Sekarang aku mulai paham.

Andre kembali melanjutkan, “Aku udah sering bilang ke dia untuk nggak gampang terpengaruh iklan atau apalah, tapi tetep aja…”

“Tapi kalian kan—”

“Aku tahu masalah singkong ini sepele, tapi sesekali aku perlu bikin dia ngerti bahwa nggak semua hal yang keliatannya stylish harus diikuti. Singkong ya tetep aja singkong. Ditambah keju pun tetep aja jadi singkong!” tegasnya pedas. “Kalau mau, dia bisa ikut aku pulang kampung dan makan singkong semaunya sampai kenyang. BONUS daunnya buat urap selama seminggu penuh!”

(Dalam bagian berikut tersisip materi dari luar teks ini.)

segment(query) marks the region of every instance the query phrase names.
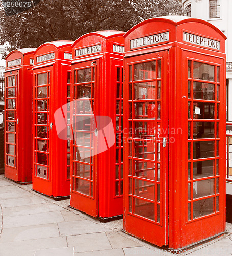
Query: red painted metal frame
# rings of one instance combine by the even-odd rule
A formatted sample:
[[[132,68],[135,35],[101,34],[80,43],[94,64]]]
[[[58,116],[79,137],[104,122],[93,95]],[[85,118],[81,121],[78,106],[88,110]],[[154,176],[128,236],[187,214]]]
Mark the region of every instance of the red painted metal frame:
[[[124,48],[124,38],[122,37],[124,34],[124,32],[116,31],[91,33],[78,38],[72,47],[71,101],[75,99],[74,95],[76,94],[74,94],[74,90],[77,90],[76,87],[79,86],[76,83],[76,78],[74,78],[74,75],[76,75],[78,71],[91,67],[94,67],[95,80],[93,114],[95,116],[110,117],[113,121],[114,133],[118,135],[121,134],[121,130],[122,130],[121,127],[116,129],[116,126],[121,125],[121,122],[122,121],[119,121],[116,124],[116,116],[118,120],[121,119],[122,120],[121,94],[123,83],[123,52],[114,52],[113,45],[119,46],[121,51]],[[91,48],[99,44],[101,46],[101,50],[99,52],[76,56],[76,49]],[[119,78],[118,76],[120,76]],[[118,92],[118,94],[117,84],[120,91]],[[72,130],[75,132],[75,127],[72,127]],[[115,134],[112,136],[115,136]],[[121,138],[120,137],[120,139]],[[77,150],[75,148],[76,147],[73,141],[71,141],[70,155],[72,156],[73,150]],[[95,147],[93,150],[98,151],[98,149]],[[91,164],[93,178],[91,183],[92,184],[93,188],[91,195],[89,196],[76,191],[79,188],[77,188],[77,185],[75,185],[75,183],[77,179],[81,180],[80,176],[76,176],[76,170],[79,170],[77,168],[80,167],[76,166],[78,164],[78,166],[80,166],[80,164],[82,164],[81,161],[71,157],[71,207],[92,216],[100,217],[101,219],[122,215],[123,177],[119,174],[120,172],[119,169],[122,165],[122,157],[120,158],[119,157],[119,159],[121,160],[119,161],[119,163],[116,163],[116,151],[118,151],[118,153],[120,152],[119,154],[122,155],[122,143],[120,145],[117,144],[117,145],[115,144],[107,151],[94,156],[93,162]],[[118,176],[117,174],[119,174]],[[84,180],[83,179],[82,180]],[[78,186],[81,187],[80,184]]]
[[[71,41],[45,43],[39,46],[34,54],[33,189],[54,198],[67,197],[70,193],[69,169],[67,168],[69,166],[68,142],[67,140],[58,138],[54,113],[68,101],[68,87],[70,81],[68,74],[70,71],[71,60],[64,55],[65,53],[71,54],[72,43]],[[41,59],[39,58],[39,62],[37,62],[38,57],[51,53],[54,53],[54,58],[47,61],[40,61]],[[48,89],[47,95],[43,97],[43,92],[39,95],[43,89],[40,86],[37,86],[38,76],[42,76],[42,74],[46,74],[45,79],[47,81],[39,83]],[[43,106],[39,108],[42,102]],[[44,133],[37,135],[37,127],[38,129],[42,127]],[[40,143],[40,146],[38,143]],[[44,146],[43,148],[42,144]]]
[[[149,46],[130,49],[131,40],[157,34],[169,32],[169,39],[165,42],[154,44]],[[183,32],[195,34],[220,42],[220,50],[212,50],[190,42],[183,41]],[[160,51],[167,50],[169,55],[168,69],[166,72],[167,83],[165,86],[169,90],[167,101],[164,102],[168,106],[169,134],[163,133],[162,136],[168,137],[168,164],[166,167],[168,186],[165,196],[168,202],[168,211],[165,216],[168,221],[168,228],[165,236],[160,238],[160,234],[156,230],[156,224],[152,227],[145,220],[135,216],[132,220],[129,214],[128,177],[128,143],[126,140],[124,157],[124,230],[134,236],[162,246],[166,245],[175,249],[184,248],[209,237],[222,233],[225,230],[225,36],[213,25],[201,20],[181,16],[167,16],[150,19],[137,24],[130,30],[124,36],[125,52],[125,69],[126,83],[124,94],[128,92],[129,71],[128,63],[135,56],[139,56],[142,60],[147,59],[147,54],[159,54]],[[149,58],[150,59],[149,57]],[[202,63],[208,63],[220,67],[219,100],[214,101],[216,109],[219,106],[220,120],[213,121],[220,123],[219,137],[212,140],[220,141],[220,158],[214,150],[213,159],[215,163],[220,158],[218,173],[214,171],[213,178],[216,181],[219,178],[219,192],[216,184],[214,186],[214,210],[208,214],[193,220],[188,221],[188,61],[189,59]],[[215,76],[216,77],[216,76]],[[217,81],[215,82],[215,84]],[[216,92],[216,85],[215,87]],[[216,96],[215,96],[216,97]],[[124,99],[124,116],[128,118],[128,97]],[[161,109],[161,112],[165,111]],[[216,114],[214,114],[216,116]],[[200,121],[200,120],[199,121]],[[210,120],[208,120],[209,121]],[[128,128],[128,122],[125,123],[125,129]],[[181,129],[181,130],[179,130]],[[172,130],[175,132],[170,133]],[[167,130],[168,131],[168,130]],[[181,133],[177,132],[181,131]],[[173,143],[171,143],[170,137]],[[209,140],[209,139],[208,139]],[[214,148],[216,148],[215,147]],[[164,163],[165,164],[165,163]],[[161,165],[162,163],[161,163]],[[216,169],[216,163],[214,167]],[[216,197],[219,196],[219,211],[216,210]],[[204,197],[204,198],[205,197]],[[207,198],[207,197],[206,197]],[[149,227],[146,228],[146,227]]]
[[[33,52],[36,48],[24,48],[11,52],[6,58],[5,70],[5,176],[21,184],[32,182],[32,65]],[[18,63],[12,62],[17,60]],[[11,63],[13,63],[11,66]],[[8,95],[8,78],[15,76],[15,96]],[[11,88],[10,88],[10,89]],[[11,87],[12,88],[12,87]],[[15,106],[8,105],[8,101],[14,102]],[[8,111],[14,112],[14,118],[8,117]],[[13,119],[12,119],[13,118]],[[10,120],[12,122],[9,122]],[[18,124],[17,120],[18,121]],[[13,130],[14,130],[14,133]],[[9,131],[9,133],[7,133]],[[14,145],[9,144],[8,134],[15,135]],[[13,142],[12,141],[11,142]],[[8,159],[8,146],[14,148],[15,157]],[[11,152],[12,153],[12,152]],[[13,158],[12,158],[13,157]],[[8,161],[14,163],[8,164]],[[12,165],[14,165],[13,166]]]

“Ah, jangan terlalu emosional gitu lah… Kalian udah setahun lebih pacaran, masa berantem parah begini  cuma gara-gara singkong? Putus gara-gara singkong... ih, nggak lucu deh!”

Andre mengalihkan pandangannya sambil bergumam santai, “Itu masalahnya. Aku telanjur sayang banget sama dia.

Gubrak! Mereka ini benar-benar...

***

Suasana kelas hening. Aku mengendap-endap bersama Tiara dan Moni, menuju ke deretan kursi bagian belakang sambil membawa dua kotak kecil.

“Kita cek lagi,” komandoku sambil membuka kotak pertama.

Moni mengangkat tangannya, menjentikkan jari sambil tertawa kecil. “Oke.”

“Kotak yang ini gimana?” aku bertanya pada Tiara yang tengah sibuk memandangi isi kotak yang dipegangnya.

Ia menyahut pelan, “Sip!” Perlahan ia berjalan menuju tas Andre yang digeletakkan begitu saja di sebelah kursi lipat. Dimasukkannya kotak kecil yang ia bawa ke dalam tas. “Aku udah nggak tahan ngelihat mereka heboh begitu seminggu ini. Dasar pasangan alay!” gerutunya. “Eh, surat permintaan maafnya udah dimasukin juga kan?”

Moni juga melakukan hal yang sama di tas Farah, lalu sambil mengembuskan napas keras-keras, ia bergumam, “Setuju! Lama-lama aku risih juga dibaweli Farah tiap hari.”

“Ya udah. Ini notanya,” ucapku sambil menyodorkan sehelai potongan nota. “Kalian aja yang nanti minta uang ganti ke bendahara kelas.”

“Oh, jadi kita minta uang ganti ya?”

Moni menyahut cepat, “Ya iyalah... Biar gimana, ini kan proyek kelas. Gara-gara mereka ribut, kita semua yang jadi korban dibaweli nggak jelas sama Farah.”

Tiara ikut mendekat, ingin melihat nota itu lebih jelas. “Jadi, dua kotak singkong tadi harganya dua belas ribu?!” Ia berteriak histeris.

“Yeee, yang aku masukin ke tasnya Andre kan pakai keju, Ra...”

“Pakai keju kek, apa kek, singkong ya tetep aja singkong!”

***

Sore harinya...

Loading for Facebook...

10+ status baru!

An Dre :

Dear Farah, maaf ya... Sekarang aku tahu kalau singkong nggak selalu harus jadi singkong.

 

 

Fa Rah :

Maafin aku ya, An Dre. Singkong keju ternyata emang tetep singkong. Love you...

Tiara dan Moni spontan bergidik, “Dasar pasangan alay!”